Massachusetts law enforcement officials also offered more information on Thursday about a general threat assessment prepared before the marathon. That assessment included warnings that the finish line was a vulnerable area for “small scale bombings,” but several officials said the assessment is routine and the wording in it was standard.
“I cannot say it strongly enough, or repeat it enough – this is standard language,” David Procopio, spokesman for the Massachusetts State Police, said in an email following a Los Angeles Times report on several passages in the threat assessment. “This is based on common sense and accumulated expertise in event security, and was not the result of actionable intelligence or any specific threat. To suggest otherwise is extremely disingenuous.”

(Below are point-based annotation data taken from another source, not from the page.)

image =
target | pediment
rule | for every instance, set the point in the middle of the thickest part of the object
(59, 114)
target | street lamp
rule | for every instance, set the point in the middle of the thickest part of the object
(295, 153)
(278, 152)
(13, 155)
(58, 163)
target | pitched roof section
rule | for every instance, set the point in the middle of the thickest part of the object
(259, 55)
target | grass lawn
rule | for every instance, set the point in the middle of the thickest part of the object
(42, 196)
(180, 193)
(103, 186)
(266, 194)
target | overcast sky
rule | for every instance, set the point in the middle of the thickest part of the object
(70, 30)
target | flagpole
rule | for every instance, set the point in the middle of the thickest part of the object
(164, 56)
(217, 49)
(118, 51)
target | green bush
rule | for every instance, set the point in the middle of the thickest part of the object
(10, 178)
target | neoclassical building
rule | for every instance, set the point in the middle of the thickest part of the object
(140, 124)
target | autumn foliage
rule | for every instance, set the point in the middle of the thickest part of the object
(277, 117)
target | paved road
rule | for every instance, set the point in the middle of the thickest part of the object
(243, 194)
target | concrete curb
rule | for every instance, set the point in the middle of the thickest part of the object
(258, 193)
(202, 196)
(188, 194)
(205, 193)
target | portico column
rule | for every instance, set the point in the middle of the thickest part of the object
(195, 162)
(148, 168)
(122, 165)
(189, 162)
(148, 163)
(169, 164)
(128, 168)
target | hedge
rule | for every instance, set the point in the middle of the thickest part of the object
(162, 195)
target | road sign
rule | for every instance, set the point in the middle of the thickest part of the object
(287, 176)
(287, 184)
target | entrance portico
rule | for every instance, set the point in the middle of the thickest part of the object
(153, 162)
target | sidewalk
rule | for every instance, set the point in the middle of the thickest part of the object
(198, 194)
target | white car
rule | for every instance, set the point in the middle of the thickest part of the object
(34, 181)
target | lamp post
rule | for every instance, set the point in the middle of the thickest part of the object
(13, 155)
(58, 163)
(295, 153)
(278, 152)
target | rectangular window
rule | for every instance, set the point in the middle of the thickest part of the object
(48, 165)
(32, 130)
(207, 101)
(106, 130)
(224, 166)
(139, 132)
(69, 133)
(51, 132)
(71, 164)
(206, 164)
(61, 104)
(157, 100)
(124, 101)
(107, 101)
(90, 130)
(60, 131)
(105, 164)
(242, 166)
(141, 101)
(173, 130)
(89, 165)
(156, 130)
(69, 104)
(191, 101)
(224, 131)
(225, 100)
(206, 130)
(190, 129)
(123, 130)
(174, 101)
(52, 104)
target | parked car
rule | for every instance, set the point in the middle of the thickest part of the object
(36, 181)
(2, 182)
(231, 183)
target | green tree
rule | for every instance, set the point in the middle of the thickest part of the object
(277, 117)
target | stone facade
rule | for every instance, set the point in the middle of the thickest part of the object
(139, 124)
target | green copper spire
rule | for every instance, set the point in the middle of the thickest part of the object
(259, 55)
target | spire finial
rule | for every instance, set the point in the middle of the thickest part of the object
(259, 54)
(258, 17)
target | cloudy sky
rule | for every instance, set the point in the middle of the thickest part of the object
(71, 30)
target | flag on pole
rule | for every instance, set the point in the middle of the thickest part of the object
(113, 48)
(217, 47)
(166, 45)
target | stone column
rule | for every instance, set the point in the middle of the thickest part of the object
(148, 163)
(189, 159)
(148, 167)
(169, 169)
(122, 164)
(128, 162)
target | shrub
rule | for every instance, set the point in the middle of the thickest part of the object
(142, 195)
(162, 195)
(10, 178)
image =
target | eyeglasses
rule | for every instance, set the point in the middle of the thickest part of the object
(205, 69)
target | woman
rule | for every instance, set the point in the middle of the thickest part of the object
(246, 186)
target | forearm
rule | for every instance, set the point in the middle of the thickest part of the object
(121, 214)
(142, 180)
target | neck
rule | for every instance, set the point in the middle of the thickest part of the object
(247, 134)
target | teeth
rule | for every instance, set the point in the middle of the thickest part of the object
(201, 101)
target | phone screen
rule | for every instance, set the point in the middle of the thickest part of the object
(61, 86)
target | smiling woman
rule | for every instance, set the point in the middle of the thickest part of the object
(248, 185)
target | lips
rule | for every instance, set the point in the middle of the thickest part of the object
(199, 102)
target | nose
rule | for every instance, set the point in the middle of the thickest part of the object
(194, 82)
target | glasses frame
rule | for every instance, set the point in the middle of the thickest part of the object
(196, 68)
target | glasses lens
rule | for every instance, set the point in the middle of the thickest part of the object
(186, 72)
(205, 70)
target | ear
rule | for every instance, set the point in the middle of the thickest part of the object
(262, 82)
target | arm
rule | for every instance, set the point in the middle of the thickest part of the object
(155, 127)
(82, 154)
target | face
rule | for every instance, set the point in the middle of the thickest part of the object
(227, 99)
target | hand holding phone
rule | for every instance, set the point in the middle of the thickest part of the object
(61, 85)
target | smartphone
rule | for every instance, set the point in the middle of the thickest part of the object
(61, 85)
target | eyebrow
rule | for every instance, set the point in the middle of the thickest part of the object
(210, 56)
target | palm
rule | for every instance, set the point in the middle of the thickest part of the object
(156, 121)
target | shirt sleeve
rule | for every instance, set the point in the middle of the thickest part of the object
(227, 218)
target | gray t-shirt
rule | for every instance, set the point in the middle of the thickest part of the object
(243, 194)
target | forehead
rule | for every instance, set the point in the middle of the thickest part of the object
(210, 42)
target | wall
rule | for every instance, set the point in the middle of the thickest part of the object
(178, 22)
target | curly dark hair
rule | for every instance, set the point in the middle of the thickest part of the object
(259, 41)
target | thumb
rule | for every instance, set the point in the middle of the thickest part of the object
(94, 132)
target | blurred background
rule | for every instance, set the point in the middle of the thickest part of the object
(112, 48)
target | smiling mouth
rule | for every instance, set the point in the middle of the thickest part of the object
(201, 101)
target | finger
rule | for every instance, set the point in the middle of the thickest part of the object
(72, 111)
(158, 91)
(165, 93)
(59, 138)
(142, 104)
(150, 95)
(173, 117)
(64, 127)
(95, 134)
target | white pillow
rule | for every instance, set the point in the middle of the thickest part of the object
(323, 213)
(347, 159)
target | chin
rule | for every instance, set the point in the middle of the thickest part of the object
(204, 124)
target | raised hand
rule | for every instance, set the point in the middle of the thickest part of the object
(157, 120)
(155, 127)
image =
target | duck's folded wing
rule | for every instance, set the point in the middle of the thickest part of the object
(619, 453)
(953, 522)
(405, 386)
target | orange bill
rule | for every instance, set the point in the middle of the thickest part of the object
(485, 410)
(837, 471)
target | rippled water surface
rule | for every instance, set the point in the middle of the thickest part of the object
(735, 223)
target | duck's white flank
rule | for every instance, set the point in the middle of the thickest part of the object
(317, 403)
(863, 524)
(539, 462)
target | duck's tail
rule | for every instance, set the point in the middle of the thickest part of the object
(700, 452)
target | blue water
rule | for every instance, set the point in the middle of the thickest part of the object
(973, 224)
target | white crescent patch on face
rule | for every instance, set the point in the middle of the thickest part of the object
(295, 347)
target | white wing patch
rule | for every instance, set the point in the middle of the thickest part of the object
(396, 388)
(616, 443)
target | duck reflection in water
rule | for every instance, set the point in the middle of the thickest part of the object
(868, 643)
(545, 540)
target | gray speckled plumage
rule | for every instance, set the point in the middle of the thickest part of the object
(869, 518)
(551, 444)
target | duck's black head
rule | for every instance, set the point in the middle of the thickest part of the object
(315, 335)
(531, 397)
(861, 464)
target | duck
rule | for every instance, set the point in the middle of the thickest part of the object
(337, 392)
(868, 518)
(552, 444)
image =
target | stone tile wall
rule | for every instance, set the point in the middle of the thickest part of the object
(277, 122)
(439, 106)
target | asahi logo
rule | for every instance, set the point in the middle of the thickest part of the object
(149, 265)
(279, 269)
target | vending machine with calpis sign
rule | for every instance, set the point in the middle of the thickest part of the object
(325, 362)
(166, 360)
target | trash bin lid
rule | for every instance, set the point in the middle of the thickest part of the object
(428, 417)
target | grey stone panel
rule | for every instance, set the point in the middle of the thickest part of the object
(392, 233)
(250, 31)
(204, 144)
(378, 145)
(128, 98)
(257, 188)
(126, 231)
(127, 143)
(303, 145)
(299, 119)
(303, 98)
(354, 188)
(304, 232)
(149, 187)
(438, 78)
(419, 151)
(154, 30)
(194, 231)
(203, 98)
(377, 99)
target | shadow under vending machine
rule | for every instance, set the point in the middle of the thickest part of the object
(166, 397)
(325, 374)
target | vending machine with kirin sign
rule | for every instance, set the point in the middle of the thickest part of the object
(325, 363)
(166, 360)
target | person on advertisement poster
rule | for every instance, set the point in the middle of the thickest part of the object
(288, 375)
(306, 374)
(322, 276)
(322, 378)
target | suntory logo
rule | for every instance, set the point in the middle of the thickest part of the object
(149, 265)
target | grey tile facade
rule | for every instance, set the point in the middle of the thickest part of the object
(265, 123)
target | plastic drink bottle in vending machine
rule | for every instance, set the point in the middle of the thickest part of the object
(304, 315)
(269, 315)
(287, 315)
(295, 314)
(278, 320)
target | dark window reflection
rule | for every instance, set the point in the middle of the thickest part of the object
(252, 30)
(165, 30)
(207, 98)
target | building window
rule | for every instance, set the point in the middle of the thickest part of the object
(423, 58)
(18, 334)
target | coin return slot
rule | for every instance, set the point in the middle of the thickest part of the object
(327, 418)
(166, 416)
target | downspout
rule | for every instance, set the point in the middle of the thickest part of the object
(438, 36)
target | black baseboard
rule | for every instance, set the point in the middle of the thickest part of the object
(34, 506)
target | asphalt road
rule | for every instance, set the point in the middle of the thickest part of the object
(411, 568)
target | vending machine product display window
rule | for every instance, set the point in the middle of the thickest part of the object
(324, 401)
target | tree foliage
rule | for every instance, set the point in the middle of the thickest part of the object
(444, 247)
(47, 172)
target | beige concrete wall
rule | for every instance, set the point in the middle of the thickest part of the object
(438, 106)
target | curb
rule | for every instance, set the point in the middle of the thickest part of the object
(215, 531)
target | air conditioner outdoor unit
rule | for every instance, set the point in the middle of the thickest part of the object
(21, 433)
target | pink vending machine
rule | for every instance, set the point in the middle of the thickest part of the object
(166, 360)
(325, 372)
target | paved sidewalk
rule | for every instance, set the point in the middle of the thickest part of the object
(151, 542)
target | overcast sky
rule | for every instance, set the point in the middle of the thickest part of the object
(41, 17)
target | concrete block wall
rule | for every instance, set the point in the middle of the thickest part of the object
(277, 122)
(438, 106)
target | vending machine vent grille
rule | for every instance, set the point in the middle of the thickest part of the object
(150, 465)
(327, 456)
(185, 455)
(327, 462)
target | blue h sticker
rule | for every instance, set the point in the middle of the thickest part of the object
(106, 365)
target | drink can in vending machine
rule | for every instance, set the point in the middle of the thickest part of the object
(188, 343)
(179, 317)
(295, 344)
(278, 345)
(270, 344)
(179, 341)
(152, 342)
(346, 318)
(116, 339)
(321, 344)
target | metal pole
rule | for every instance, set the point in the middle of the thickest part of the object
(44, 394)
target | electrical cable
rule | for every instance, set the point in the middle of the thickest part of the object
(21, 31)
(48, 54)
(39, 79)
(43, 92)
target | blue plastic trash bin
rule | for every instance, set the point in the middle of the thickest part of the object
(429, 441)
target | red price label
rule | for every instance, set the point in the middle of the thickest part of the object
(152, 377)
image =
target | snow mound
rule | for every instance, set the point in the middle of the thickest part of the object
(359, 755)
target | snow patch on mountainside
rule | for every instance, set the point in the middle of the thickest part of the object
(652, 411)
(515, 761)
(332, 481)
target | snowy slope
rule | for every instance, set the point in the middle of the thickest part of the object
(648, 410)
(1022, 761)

Schwartz told reporters that the threat assessment had more to do with the potential for protesters disrupting the finish line, and had nothing to do with any specific terrorism threat.
“It’s the recognition that there’s a large crowd of people and someone with a small explosive could use it,” Davis said in an interview. “It’s language that’s in there every year. There’s nothing unusual that’s in the report.”
A threat assessment of the marathon in 2003, for example, had similar warnings. The assessment said the race could be a “possible prime terrorist target” and that hostile elements could use weapons or “explosives during this event to cause mass casualties and create mass destruction, or create widespread fear and terror.”
At the Homeland Security Committee meeting, representatives focused on a range of topics related to the Boston bombings. Republicans several times criticized the Obama administration for what they consider an unwillingness to attribute terrorism to radical Islam. Democrats highlighted the use of federal funds in helping train and equip police officers, saying those resources should not be cut during an age of austerity.
Representative Beto O’Rourke, a Democrat from Texas, said the bombings in Boston had already triggered a response in his district, which contains a large population of immigrants.
“In El Paso, our way of life has already been changed following this Boston attack,” O’Rourke said, explaining that international college students are undergoing additional scrutiny. “I’m concerned that we not overreact.”
Davis also met privately Thursday with members of the Massachusetts congressional delegation, he visited FBI headquarters, and planned to meet at the White House with Lisa Monaco, who is President Obama’s top counterterrorism adviser and also a native of Newton.
Members on the Homeland Security panel praised Davis effusively, as well as other law enforcement officers involved in the case, including the FBI. They gave Davis a round of applause at the start of the hearing, and later one congressman remarked that top Boston cop would be the perfect character in a movie to play a strong leader.
Davis returned to the victims at the close of his prepared remarks. “These two terrorists tried to break us. What they accomplished was exactly the opposite,” he said in the written testimony. “They strengthened our resolve, causing us to band to together as a city and a nation in times of crisis, to help one another during life changing moments, to allow heroes to emerge, and to prove to Bostonians and to the world, that our city is indeed, Boston Strong.”